If my title has you humming the popular R.E.M. tune, then good.
It seemed a fitting title to discuss the revolution that’s upon us. In a world where there is a PC in practically every household — half of American households have two or more PCs in the home (source: 2010 USC Annenberg Digital Future Study) — a major shift is occurring. We’re at the dawn of a new era of computing, in which tablet and mobile applications provide a more convenient and immersive user experience.
The End of PC Dominance
Fact: Three million iPads were sold in the first 80 days of its launch. To date, no other technology or hardware device has experienced such rapid adoption.
That’s not all. Stephanie Baghdassarian, the Research Director at Gartner, estimates that by 2014 there will be a new $150 billion market for tablet applications. Such an emerging market, the size of both Microsoft and Apple revenues combined, equals a HUGE opportunity.
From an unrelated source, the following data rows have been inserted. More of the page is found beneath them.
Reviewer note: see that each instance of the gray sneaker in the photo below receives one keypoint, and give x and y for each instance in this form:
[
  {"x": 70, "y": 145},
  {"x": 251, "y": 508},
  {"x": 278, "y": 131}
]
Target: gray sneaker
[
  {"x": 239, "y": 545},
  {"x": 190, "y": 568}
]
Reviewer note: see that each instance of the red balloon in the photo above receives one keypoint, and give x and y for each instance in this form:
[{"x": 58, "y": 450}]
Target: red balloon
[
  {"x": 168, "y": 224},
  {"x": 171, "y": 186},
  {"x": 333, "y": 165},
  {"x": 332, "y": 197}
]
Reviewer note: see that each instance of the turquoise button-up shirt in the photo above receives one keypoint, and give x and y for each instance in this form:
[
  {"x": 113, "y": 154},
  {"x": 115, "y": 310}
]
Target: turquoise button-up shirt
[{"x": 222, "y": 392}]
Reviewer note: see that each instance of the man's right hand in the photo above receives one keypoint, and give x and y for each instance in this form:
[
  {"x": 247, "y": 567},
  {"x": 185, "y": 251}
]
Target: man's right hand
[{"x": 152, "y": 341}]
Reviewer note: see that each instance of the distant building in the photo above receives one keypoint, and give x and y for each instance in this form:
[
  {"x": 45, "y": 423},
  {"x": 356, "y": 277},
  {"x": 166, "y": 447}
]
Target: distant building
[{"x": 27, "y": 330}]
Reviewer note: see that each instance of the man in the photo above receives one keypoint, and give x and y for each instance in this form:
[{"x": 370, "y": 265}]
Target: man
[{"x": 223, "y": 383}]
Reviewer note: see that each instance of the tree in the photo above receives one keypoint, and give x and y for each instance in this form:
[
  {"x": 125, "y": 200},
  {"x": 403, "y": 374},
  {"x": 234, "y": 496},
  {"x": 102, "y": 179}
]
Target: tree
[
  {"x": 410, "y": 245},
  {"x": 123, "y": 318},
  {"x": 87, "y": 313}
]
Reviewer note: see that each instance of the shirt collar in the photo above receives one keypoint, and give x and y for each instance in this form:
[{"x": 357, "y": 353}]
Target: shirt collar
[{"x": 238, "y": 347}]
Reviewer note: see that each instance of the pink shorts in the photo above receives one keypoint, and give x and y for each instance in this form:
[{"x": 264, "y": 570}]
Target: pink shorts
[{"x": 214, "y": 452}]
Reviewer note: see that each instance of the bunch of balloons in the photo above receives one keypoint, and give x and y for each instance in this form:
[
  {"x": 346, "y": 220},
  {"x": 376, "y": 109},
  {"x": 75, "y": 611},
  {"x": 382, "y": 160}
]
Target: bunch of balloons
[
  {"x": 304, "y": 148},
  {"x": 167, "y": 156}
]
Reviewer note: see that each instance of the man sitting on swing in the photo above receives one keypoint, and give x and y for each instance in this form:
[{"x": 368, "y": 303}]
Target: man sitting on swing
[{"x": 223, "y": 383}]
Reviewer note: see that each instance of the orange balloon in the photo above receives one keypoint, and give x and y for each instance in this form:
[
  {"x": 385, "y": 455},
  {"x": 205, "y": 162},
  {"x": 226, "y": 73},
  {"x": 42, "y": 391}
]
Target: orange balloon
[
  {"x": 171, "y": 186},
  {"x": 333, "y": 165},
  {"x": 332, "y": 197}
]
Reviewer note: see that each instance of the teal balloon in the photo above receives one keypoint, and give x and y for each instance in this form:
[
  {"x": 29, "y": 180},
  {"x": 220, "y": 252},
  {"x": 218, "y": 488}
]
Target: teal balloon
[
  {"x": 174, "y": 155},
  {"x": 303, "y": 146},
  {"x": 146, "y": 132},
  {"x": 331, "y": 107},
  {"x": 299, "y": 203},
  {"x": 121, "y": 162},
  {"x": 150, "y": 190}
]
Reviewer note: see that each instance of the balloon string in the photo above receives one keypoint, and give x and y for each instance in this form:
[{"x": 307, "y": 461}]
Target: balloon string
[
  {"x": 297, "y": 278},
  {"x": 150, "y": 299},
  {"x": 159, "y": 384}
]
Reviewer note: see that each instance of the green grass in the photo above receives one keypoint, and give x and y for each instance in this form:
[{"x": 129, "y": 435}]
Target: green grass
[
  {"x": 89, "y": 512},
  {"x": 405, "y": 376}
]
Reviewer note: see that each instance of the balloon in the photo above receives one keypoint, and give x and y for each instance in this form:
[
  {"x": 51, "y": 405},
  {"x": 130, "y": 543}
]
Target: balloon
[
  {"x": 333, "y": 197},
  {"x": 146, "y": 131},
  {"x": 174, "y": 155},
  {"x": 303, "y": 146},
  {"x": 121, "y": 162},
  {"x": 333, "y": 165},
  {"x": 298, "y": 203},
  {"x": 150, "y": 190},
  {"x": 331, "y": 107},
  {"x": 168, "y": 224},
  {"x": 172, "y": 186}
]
The tablet era is earmarked not just by profound hardware sales and an increase in application sales, but more importantly by a complete shift in buying behavior and the user experience. The combination of convenience, more immersive app experiences, and greater device and data interoperability will drive a user experience revolution. I’ve talked about this since 2007, but it’s our industry’s story for 2011.
So What’s the Big Deal?
If you’ve yet to jump on the tablet wagon — I say ‘yet’ because I predict in the next year you’ll be a tablet owner — it seems fitting to share why I believe the tablet has skyrocketed to rock stardom.
For over a decade, we’ve worked to build an always-on, ubiquitous network. The tablet is the missing interface for using that network. This level of portability is causing a major shift in behavior.
With the introduction of the iPhone, Apple designed an interface that is finger-centric, not mouse-centric. Scrolling, selecting and typing are all eloquently performed with a finger, adding to the overall experience and ease of use.
Quite simply, tablets give you the ability to do an amazing amount whenever, wherever. For example, I recently attended the Online Marketing Summit in San Diego. My iPad rarely left my side. I checked in for my flight by showing my ticket via iPad. I rented and downloaded a movie ($4 for The Social Network) while I waited for my flight. I used the conference app to schedule and RSVP for conference sessions, and the GPS feature on my iPad to map the route to the hotel. With Hootsuite and Twitter almost always in reach, parties were located, bagels and lox were procured, and tweets of the best nuggets from conference sessions reached me, even while decompressing by the pool. Should I go on?
In Japan in 2008, 17 percent of web pages were served on mobile devices. In 2010, that number rose to 84 percent. I use this stat because Japan is one of the earliest adopters of cellphone technology. While our “dumb” phones do nothing more than place calls and perhaps take pictures, most Japanese phones—called keitai in case you were curious—run apps and play video, even live TV. And Japan is much more advanced than the U.S. in fields like mobile payments.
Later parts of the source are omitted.